Token budgets matter. Provide focused prompts, reduce diff length, and avoid large-file bloat by summarizing intent in advance. But “focused” doesn’t mean “minimal”—it means “relevant and complete.”

Let me show you the false economy of starved prompts:

Starved Prompt Attempt:

"Add caching to the user endpoint"  

Claude’s Response: Implements caching… but:

  • Uses in-memory cache (won’t work with multiple servers)
  • No cache invalidation strategy
  • No metrics or monitoring
  • No consideration of cache stampede

Result: 3 more rounds of fixes, 4x the tokens spent.

Proper Context-Rich Prompt:

Add Redis caching to the GET /users/{id} endpoint.  

Context:  
- This endpoint serves 50k requests/minute  
- We run 12 API servers behind a load balancer  
- User data changes infrequently (few times per day)  
- We already have Redis at cache.redis.internal:6379  
- Use our standard cache key pattern: "user:v1:{id}"  
- Include cache hit/miss metrics (we use Prometheus)  
- Implement cache-aside pattern with 1 hour TTL  
- Handle cache stampede with probabilistic early expiration  

See our caching guide: docs/patterns/caching.md  

The lesson? Front-load context to avoid iteration cycles. Think of tokens like investing in good tools—the upfront cost pays for itself many times over.

In fact, I recommend that all projects should routinely ask Claude to look through the codebase changes, and add context to CLAUDE.md

Fresh Sessions and Mental Models

Here’s another counterintuitive practice: use fresh Claude sessions for distinct tasks. It’s tempting to keep one long-running conversation, but this leads to context pollution.

Think of it like this: you wouldn’t use the same cutting board for vegetables after cutting raw chicken. Similarly, don’t use the same Claude session for database migrations after discussing frontend styling. The context bleeds through in subtle ways.

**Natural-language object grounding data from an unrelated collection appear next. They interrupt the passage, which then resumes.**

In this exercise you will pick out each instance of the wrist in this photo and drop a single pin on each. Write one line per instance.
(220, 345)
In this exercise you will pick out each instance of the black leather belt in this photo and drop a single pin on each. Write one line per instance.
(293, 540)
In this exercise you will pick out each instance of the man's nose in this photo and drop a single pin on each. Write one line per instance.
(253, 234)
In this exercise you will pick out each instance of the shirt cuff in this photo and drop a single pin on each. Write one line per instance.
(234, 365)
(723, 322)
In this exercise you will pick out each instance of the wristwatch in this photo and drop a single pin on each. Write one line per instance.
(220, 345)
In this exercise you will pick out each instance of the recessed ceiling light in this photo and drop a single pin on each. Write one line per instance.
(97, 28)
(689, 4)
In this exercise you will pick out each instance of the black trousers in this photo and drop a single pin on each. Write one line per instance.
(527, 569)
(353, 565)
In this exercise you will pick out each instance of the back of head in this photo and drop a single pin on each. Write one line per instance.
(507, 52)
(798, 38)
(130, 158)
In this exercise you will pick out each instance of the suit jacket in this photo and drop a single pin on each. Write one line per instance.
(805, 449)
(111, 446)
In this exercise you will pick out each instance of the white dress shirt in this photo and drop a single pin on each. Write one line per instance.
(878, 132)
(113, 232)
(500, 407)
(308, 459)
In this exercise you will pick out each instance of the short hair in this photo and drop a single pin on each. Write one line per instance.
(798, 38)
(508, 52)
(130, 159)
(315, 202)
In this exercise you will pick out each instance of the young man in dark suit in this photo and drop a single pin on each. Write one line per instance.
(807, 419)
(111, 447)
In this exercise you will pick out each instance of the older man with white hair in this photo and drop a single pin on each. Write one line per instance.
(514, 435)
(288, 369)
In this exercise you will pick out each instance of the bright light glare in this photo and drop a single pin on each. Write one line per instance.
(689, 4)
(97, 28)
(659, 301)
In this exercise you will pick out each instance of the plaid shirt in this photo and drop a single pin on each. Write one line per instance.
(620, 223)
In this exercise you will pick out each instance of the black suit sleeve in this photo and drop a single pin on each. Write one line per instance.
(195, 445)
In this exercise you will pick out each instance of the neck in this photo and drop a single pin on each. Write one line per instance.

Our rule: One task, one session. When the task is done, start fresh. This keeps Claude’s “mental model” clean and focused.

Case Study: Shipping Structured Errors in Production

Let me walk you through a real refactoring we did at Julep that showcases production-scale vibe-coding. We needed to replace our ad-hoc error handling with a structured error hierarchy across 500+ endpoints.

The Human Decisions (The Why):

First, we had to decide on our error taxonomy. This is pure architectural work—Claude can’t make these decisions because they involve understanding our business, our users, and our operational needs:

# SPEC.md - Error Hierarchy Design (Human-Written)  

## Error Philosophy  
- Client errors (4xx) must include actionable feedback  
- System errors (5xx) must include trace IDs for debugging  
- All errors must be JSON-serializable  
- Error codes must be stable (clients depend on them)  

## Hierarchy  
BaseError  
├── ClientError (4xx)  
│   ├── ValidationError  
│   │   ├── SchemaValidationError - Request doesn't match schema  
│   │   ├── BusinessRuleError - Valid schema, invalid business logic  
│   │   └── RateLimitError - Too many requests  
│   └── AuthError  
│       ├── AuthenticationError - Who are you?  
│       └── AuthorizationError - You can't do that  
└── SystemError (5xx)  
    ├── DatabaseError - Connection, timeout, deadlock  
    ├── ExternalServiceError - APIs, webhooks failing  
    └── InfrastructureError - Disk full, OOM, etc.  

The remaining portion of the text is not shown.